I say a little prayer for the day Dionne Warwick joined Twitter. The octogenarian singer has been heating up the social with her quips and sassy rejoinders. Get the in-person experience this weekend, with the Dionne Warwick: At Home With You show, Sunday at 2pm and 8pm.
Care, fear and denial: three themes, three brand new short, audio plays by female Canadian writers, presented by Imago Theatre. A talented raft of Montreal actors will be performing these three stories live in Tuning In, broadcasting from the MAI. Tune in Friday through Sunday at 7:30pm.
Jewish gastronomy collective The Wandering Chew hosts a Mimouna, a traditional Moroccan dinner to celebrate the end of Passover. Hosted on Zoom, participants will get to jump between different rooms: music, storytelling and a cooking workshop to craft the traditional mufleta, a sweet pancake. Sunday, 8pm.
Consider checking out a museum, now that they are open to the public: you pick your entry time in advance, so visits are socially distanced. Demand is high as well, so you will want to select your date in advance. Visit the McCord for the Dior haute couture show (today is the anniversary of the debut of the New Look!) or the MAC for Des horizons d'attente, its bundle of recently acquired works that address today's sense of malaise. The Museum of Fine Arts presents Riopelle: The Call of Northern Landscapes and other shows.
A quarter of a million Montrealers count themselves as having roots from Italy. Now, Pointe-a-Calliere Museum is profiling the community and how it has shaped the city in a new show called Italian Montréal. Drawing on loaned treasures from local families, the show touches on culinary traditions and how first-generation families fared after arriving in the city. And you can also check out Pointe-a-Calliere's train-themed show, A Railroad to Dreams.
And if you don't want to leave the house, several museums are still offering virtual shows... including the MAC, which has updated and expanded their sensational exhibit on Leonard Cohen, A Crack in Everything. Cohen gave his bliessing for the show, which features pieces inspired by his life and work, back in 2015, and it went on display around the time of passing in 2017. The show has been enriched for online viewing, available until February 2024.

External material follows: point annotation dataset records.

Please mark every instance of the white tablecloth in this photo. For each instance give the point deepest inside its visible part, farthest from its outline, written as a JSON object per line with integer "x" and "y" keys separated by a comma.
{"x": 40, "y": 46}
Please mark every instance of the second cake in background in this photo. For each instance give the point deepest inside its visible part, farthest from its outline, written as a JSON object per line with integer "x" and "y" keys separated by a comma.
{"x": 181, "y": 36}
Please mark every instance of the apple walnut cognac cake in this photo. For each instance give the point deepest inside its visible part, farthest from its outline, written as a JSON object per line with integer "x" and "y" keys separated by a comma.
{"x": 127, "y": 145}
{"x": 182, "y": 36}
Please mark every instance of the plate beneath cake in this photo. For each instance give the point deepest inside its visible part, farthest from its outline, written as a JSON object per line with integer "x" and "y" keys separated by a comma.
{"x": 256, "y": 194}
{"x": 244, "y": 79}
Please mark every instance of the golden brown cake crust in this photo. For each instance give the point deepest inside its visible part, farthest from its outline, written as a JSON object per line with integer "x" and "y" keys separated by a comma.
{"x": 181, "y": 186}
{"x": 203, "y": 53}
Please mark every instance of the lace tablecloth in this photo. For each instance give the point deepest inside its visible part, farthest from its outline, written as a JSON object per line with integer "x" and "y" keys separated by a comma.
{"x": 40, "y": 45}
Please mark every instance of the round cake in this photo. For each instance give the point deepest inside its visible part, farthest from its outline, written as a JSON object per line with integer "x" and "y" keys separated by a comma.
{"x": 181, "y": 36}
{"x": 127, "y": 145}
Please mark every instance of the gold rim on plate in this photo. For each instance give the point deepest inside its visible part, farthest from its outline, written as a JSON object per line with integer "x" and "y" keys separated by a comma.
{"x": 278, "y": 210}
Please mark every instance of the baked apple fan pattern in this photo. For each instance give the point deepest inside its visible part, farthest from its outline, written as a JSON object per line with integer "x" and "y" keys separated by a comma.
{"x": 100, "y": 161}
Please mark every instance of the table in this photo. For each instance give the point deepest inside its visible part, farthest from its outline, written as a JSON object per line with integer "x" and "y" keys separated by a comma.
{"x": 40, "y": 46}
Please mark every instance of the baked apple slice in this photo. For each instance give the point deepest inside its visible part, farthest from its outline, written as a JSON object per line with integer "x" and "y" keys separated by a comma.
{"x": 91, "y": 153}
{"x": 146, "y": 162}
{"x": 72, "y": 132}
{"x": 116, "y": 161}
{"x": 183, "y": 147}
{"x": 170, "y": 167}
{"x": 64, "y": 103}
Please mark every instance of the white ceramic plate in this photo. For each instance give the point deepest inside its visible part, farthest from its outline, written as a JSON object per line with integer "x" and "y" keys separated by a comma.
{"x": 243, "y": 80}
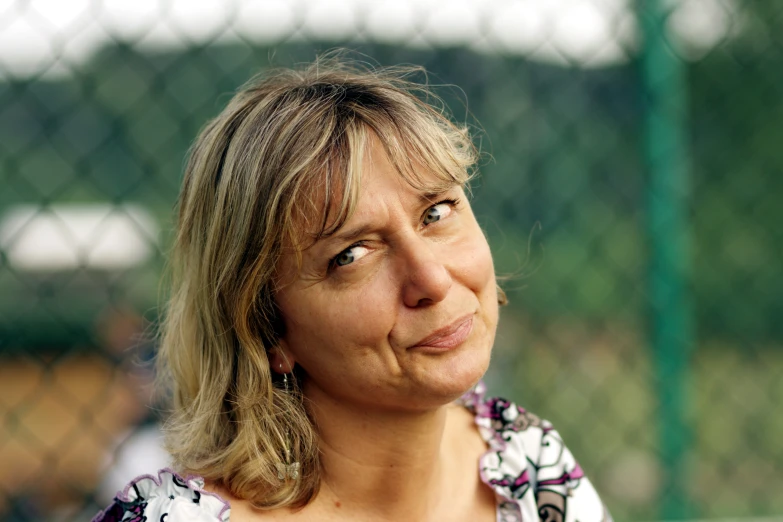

At the movies: Godzilla vs. Kong features a dust-up between a giant gorilla and a giant lizard. In Netflix's Concrete Cowboy, Idris Elba raises his troubled son (Caleb McLaughlin of Stranger Things) in the gritty cowboy subculture of Philadelphia.
Demi Lovato went from a child performer on Barney & Friends, to Disney Channel starlet to pop icon, but there were more than a few cracks along the way. After a harrowing fall from sobriety and an overdose that nearly took her life, as well as family troubles and mental health struggles, Lovato bares all in a new documentary. Several instalments of Demi Lovato: Dancing with the Devil are on YouTube, with episode one is here.
I started watching Little Birds, an adaptation of one of Anais Nin's books, on Prime. A debutante moves to Tangier to marry a British diplomat. We meet all sorts of characters from all stratas of society, with the backdrop of brewing rebellion in Morocco. It's a sexy and funny show, saturated with colour and gorgeous costumes. I'm also rewatching kooky family sitcom Arrested Development (rest in peace, Jessica Walter)
And a new documentary promises to change the way you see dogs: Stray is a documentary that brings you down to the level of three stray dogs as they go about their lives in Istanbul. It's a remarkable look at how dogs communicate and organize, even go on adventures.